= Sherston trilogy =

3 volume fictionalized auto-biography

The Sherston trilogy is a series of books by the English poet and novelist Siegfried Sassoon, consisting of Memoirs of a Fox-Hunting Man, Memoirs of an Infantry Officer, and Sherston's Progress. They are named after the protagonist, George Sherston - a young Englishman of the upper middle-class, living immediately before and during the First World War.

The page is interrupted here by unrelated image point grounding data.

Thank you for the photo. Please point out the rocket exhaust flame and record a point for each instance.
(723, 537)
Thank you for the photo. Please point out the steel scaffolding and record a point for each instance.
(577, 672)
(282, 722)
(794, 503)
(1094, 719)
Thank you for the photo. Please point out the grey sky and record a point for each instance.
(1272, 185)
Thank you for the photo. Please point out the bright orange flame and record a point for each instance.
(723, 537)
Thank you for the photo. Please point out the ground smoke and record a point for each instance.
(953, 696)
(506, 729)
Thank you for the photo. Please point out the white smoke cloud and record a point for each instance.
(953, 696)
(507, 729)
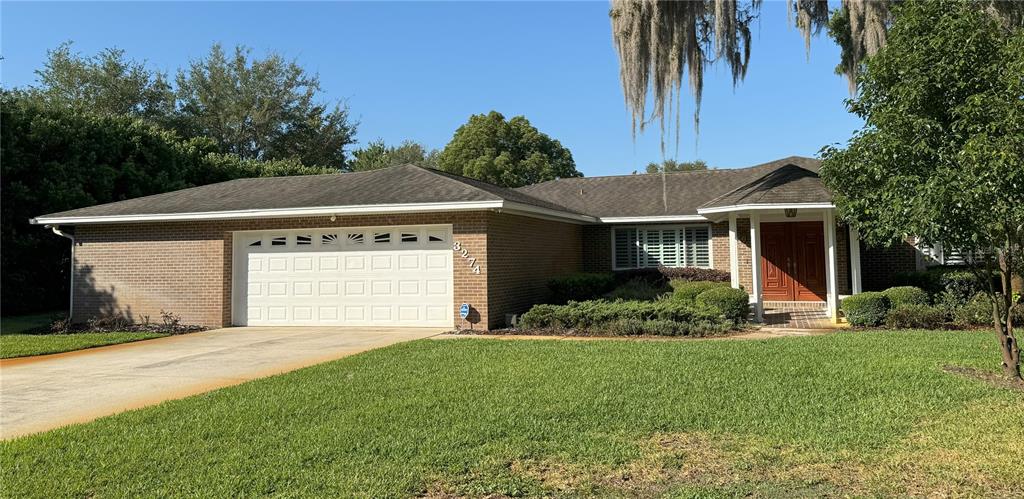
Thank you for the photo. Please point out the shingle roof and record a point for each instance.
(398, 184)
(787, 184)
(629, 196)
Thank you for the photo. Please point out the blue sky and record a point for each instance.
(419, 70)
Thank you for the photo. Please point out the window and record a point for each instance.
(652, 247)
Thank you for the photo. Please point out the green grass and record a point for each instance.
(843, 414)
(20, 324)
(12, 345)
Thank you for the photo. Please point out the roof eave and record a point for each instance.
(316, 211)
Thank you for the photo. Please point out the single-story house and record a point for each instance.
(409, 246)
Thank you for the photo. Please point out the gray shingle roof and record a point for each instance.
(787, 184)
(628, 196)
(399, 184)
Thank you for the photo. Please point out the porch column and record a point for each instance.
(756, 297)
(733, 252)
(855, 260)
(833, 291)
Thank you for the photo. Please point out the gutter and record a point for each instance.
(71, 294)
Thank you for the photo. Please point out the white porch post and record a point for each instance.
(855, 260)
(733, 252)
(833, 291)
(756, 296)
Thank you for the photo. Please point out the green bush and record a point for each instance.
(579, 287)
(620, 317)
(734, 303)
(638, 289)
(915, 316)
(865, 309)
(687, 291)
(905, 295)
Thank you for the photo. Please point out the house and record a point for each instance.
(408, 246)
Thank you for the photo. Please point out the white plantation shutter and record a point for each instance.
(651, 247)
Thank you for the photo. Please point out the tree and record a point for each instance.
(55, 159)
(104, 84)
(672, 166)
(262, 109)
(941, 155)
(509, 153)
(378, 155)
(659, 42)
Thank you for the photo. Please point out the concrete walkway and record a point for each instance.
(44, 392)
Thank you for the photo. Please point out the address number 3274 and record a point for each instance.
(463, 252)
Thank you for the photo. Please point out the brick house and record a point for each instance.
(408, 246)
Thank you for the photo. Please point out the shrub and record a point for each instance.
(733, 303)
(638, 289)
(579, 287)
(687, 291)
(663, 275)
(915, 316)
(905, 295)
(865, 309)
(603, 316)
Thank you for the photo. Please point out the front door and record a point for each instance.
(793, 261)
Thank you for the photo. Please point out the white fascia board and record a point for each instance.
(275, 213)
(766, 206)
(528, 210)
(651, 219)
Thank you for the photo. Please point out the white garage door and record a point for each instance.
(389, 276)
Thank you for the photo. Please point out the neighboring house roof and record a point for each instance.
(680, 195)
(403, 188)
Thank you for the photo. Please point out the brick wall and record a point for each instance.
(524, 253)
(136, 269)
(878, 264)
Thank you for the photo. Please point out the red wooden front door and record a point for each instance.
(793, 261)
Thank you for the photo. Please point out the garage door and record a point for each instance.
(390, 276)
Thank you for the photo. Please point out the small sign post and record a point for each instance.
(464, 314)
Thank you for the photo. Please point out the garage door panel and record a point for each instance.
(391, 277)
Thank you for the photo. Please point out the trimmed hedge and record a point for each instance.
(734, 303)
(905, 295)
(663, 275)
(865, 309)
(915, 316)
(687, 291)
(617, 317)
(580, 287)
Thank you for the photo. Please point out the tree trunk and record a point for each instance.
(1003, 315)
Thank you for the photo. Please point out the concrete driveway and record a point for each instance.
(45, 392)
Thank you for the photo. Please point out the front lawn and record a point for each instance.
(12, 345)
(843, 414)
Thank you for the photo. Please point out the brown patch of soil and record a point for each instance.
(994, 379)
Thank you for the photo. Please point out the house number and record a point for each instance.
(465, 254)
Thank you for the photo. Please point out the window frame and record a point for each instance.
(640, 234)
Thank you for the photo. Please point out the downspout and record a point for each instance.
(71, 295)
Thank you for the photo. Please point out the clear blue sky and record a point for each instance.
(419, 70)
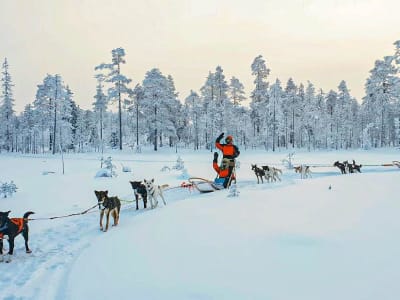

The books are, in fact, 'fictionalised autobiography', wherein the only truly fictional things are the names of the characters. Sassoon himself is represented by Sherston. A comparison of the Sherston memoirs to Sassoon's later, undiluted autobiographical trilogy (The Old Century, The Weald of Youth, and Siegfried's Journey) shows their strict similarity, and it is generally accepted that all six books constitute a composite portrait of the author, and of his life as a young man. (Sassoon remarked, however, that his alter-ego personified only one-fifth of his actual personality. Unlike his author, Sherston has no poetic inclinations; nor does he deal with homosexuality, which was illegal at the time Sassoon was writing.)

The Sherston trilogy won high acclaim, and Memoirs of a Fox-Hunting Man took the Hawthornden Prize for Literature for 1928. The three books were printed together in one volume, The Memoirs of George Sherston, in 1937.